Any help and suggestion are welcome.
#include <stdio.h>
#include <stdlib.h>
#include <string.h>
void printArray(double array[], unsigned int size) {
for (unsigned int i = 0; i < size; ++i) {
printf("%.3f ", array[i]);
}
printf("\n");
}
double **alloc_2dArray(unsigned int row, unsigned int col)
{
double **Array = (double **) malloc(row * sizeof(double *));
for (unsigned int i = 0; i < row; i++) {
Array[i] = (double *) malloc(col * sizeof(double));
}
return Array;
}
void dealloc_2dArray(double **Array, unsigned int row, unsigned int col)
{
for (unsigned int i = 0; i < row; i++)
{
free(Array[i]);
}
free(Array);
}
int main(){
double **data = alloc_2dArray(4,4);
double delta[4] = {1,0,1,0};
double **dataL = alloc_2dArray(4,4);
double **dataR = alloc_2dArray(4,4);
int i,j;
int k=0;
//data initialization
for(i=0; i<4; i++){
for(j=0; j<4; j++){
data[i][j] = k++;
}
}
int l=0, r=0;
for(i=0; i<4; i++){
if((int)delta[i] ==0){
memcpy(dataL[l++], data[i], 4*sizeof(double));
}else{
memcpy(dataR[r++], data[i], 4*sizeof(double));
}
}
for(i = l; i<4; i++){
free(dataL[i]);
}
printf("l and r are %d %d\n", l, r);
dataL = realloc(dataL, l*sizeof(double*));
for(i = r; i<4; i++){
free(dataR[i]);
}
dataR = realloc(dataR, r*sizeof(double*));
for(i=0; i<4; i++){
if(dataL[i] != NULL){
printArray(dataL[i],4);
}
if(dataR[i] != NULL){
printArray(dataR[i],4);
}
}
dealloc_2dArray(data, 4,4);
dealloc_2dArray(dataL, l, 4);
dealloc_2dArray(dataR, r, 4);
return 0;
}
如果你对这篇内容有疑问,欢迎到本站社区发帖提问 参与讨论,获取更多帮助,或者扫码二维码加入 Web 技术交流群。

绑定邮箱获取回复消息
由于您还没有绑定你的真实邮箱,如果其他用户或者作者回复了您的评论,将不能在第一时间通知您!
发布评论
评论(1)
我 think 您询问您是否只能将原始数据行指针保留在拆分矩阵中。答案是肯定的,你可以。但是,所有权发挥了作用。
对于下面的示例(没有
memcpy
操作)datal
和datar
datar 指针床是直接分配的,而没有分配的数据行的实际行给他们。这些行是从原始数据矩阵中“借”的。输出
关于这些行指针的实际所有权。只有您知道那里有什么合适的。如果原始
数据
矩阵要继续拥有它们,则必须注意确保data
及其行datal
和Datar
仍在使用中。同样,如果datar
和datal
是所有权,则在释放data
时,您不应释放这些行data
),并具有datal
和datar
free'ing不仅要释放其基本指针床,还可以释放行。无论如何,你去了。
I think you're asking whether you can just retain the original data row pointers in the split matrices. The answer is yes, you can. Ownership comes into play, however.

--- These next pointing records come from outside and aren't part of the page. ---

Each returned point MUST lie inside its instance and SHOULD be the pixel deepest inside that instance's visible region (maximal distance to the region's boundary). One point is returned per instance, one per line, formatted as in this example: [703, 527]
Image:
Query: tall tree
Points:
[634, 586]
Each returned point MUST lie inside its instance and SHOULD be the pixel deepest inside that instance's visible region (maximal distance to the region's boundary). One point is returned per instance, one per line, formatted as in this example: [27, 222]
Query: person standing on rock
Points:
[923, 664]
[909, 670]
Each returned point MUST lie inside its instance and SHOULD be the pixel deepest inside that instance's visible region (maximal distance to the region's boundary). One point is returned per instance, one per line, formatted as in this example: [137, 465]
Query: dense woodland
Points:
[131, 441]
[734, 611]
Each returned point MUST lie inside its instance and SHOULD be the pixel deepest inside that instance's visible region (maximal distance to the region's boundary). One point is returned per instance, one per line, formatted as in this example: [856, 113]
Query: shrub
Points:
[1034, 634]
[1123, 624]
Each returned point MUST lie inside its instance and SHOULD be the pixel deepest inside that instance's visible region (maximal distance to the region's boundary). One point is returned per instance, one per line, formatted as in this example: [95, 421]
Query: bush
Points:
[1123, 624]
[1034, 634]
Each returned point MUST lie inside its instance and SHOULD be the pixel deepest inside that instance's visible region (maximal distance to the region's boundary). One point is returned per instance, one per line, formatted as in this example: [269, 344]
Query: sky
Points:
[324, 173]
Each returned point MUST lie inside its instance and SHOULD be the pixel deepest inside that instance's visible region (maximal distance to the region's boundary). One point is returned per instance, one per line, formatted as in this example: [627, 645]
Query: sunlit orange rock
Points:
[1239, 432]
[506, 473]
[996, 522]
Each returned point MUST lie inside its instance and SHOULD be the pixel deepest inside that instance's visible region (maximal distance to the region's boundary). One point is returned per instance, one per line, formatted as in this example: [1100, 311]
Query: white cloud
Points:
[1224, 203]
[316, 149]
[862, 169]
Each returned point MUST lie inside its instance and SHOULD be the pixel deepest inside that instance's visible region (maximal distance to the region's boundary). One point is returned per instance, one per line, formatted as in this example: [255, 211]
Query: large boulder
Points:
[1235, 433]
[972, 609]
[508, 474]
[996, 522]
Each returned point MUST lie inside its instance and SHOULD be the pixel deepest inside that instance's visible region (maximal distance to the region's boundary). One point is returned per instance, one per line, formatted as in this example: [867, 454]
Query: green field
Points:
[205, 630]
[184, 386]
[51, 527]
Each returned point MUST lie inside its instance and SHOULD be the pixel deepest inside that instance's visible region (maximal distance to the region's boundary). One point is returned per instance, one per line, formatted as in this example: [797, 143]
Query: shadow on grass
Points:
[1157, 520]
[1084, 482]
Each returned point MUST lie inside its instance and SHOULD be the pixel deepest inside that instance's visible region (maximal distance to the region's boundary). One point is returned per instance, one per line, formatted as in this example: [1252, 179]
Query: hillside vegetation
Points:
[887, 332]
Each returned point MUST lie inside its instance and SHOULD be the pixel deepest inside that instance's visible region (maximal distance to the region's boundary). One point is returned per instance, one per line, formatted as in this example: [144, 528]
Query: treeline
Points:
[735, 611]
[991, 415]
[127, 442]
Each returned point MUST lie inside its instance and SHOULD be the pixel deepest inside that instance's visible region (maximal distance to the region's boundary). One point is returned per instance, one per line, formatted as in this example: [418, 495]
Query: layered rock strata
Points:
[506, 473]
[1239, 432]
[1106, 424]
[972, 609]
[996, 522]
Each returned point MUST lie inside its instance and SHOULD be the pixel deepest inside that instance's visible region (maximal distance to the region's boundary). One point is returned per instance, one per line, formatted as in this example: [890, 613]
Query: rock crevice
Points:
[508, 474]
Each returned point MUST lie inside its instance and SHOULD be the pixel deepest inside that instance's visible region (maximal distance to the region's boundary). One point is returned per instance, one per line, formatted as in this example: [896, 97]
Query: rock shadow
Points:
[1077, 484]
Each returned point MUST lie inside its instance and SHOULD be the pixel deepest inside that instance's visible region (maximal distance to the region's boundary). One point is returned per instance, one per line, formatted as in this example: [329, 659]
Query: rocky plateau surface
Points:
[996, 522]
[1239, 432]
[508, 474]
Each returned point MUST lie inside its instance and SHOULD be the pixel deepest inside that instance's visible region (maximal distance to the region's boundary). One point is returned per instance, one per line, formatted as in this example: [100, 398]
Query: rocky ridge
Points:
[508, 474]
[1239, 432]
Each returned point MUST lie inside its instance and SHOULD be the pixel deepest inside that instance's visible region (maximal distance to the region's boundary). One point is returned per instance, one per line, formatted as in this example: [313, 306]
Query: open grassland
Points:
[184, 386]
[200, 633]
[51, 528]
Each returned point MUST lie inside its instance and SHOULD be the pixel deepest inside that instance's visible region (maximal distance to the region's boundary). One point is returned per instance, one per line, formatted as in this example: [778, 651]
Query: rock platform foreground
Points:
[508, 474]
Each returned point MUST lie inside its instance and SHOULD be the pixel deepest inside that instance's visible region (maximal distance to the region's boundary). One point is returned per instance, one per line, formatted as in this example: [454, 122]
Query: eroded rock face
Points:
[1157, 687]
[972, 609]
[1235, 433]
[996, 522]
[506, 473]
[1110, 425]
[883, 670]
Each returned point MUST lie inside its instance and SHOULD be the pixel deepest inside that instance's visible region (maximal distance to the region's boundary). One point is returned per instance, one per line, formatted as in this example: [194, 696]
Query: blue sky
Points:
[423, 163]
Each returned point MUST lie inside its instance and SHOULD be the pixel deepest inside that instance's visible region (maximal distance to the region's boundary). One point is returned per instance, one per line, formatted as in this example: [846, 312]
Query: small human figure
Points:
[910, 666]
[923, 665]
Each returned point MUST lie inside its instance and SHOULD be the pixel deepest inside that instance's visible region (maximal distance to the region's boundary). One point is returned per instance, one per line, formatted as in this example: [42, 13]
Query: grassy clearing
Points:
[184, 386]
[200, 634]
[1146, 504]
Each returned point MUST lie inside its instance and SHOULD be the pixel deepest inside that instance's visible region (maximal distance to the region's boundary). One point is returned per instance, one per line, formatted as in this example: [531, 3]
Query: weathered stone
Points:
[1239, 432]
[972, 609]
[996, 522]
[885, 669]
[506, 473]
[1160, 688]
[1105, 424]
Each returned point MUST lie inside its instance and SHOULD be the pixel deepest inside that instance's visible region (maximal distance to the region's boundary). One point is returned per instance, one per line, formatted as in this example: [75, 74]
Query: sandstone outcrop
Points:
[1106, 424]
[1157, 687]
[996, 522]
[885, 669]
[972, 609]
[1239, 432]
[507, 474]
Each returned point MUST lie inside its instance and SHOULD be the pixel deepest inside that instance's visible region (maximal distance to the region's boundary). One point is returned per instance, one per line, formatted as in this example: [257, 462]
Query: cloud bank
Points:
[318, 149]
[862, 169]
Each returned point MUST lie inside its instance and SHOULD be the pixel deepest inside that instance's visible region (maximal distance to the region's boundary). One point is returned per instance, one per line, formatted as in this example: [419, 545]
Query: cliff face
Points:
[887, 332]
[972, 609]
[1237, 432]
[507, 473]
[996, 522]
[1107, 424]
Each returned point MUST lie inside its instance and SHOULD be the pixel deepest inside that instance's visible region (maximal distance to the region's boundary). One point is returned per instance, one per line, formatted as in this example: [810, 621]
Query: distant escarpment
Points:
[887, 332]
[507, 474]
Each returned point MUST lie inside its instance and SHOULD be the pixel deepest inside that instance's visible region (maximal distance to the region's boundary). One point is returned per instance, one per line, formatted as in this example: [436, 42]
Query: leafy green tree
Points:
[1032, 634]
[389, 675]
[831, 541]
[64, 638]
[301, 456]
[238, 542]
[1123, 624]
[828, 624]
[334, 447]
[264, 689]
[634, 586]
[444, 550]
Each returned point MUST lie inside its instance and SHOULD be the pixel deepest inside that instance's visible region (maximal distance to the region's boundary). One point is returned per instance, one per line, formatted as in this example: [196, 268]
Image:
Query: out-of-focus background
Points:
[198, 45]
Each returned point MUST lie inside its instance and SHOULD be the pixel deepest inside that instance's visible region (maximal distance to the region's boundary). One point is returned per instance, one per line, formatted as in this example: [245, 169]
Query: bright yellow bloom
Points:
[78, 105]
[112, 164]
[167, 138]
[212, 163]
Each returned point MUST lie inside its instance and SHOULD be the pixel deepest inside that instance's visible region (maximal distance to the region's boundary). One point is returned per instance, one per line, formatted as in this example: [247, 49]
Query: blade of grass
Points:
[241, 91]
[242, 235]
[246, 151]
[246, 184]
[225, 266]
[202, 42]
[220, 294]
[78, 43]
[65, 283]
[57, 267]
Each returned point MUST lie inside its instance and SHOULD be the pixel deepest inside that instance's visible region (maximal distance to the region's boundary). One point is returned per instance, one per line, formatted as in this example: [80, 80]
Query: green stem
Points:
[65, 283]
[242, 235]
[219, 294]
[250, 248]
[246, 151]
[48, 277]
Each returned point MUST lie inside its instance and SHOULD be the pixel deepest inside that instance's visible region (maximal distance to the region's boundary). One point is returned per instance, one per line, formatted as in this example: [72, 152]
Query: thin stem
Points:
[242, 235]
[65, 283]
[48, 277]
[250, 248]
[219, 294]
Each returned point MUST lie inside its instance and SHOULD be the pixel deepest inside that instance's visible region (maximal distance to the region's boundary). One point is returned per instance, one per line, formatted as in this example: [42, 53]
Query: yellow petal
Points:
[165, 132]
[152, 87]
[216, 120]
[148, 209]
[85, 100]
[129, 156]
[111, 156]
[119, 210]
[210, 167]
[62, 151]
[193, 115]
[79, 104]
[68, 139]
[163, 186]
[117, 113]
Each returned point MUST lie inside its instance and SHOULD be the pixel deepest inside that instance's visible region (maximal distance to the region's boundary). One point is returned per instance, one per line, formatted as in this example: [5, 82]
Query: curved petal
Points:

For the example below (which has no
memcpy
operations) both thedataL
anddataR
pointer beds are direct-allocated with no actual rows of data assigned to them. The rows are "borrowed" from the original data matrix.Output
Regarding actual ownership of those row pointers. Only you know what is appropriate there. If the original
data
matrix is to continue to own them, you must take care to ensure thatdata
and its rows are not destroyed whiledataL
anddataR
are still in use. Likewise, ifdataR
anddataL
are to take ownership, then you should not free those rows when freeingdata
(but still free the base pointer bed ofdata
), and havedataL
anddataR
free'ing be responsible for freeing not only their base pointer beds, but the rows as well.Anyway, there you go.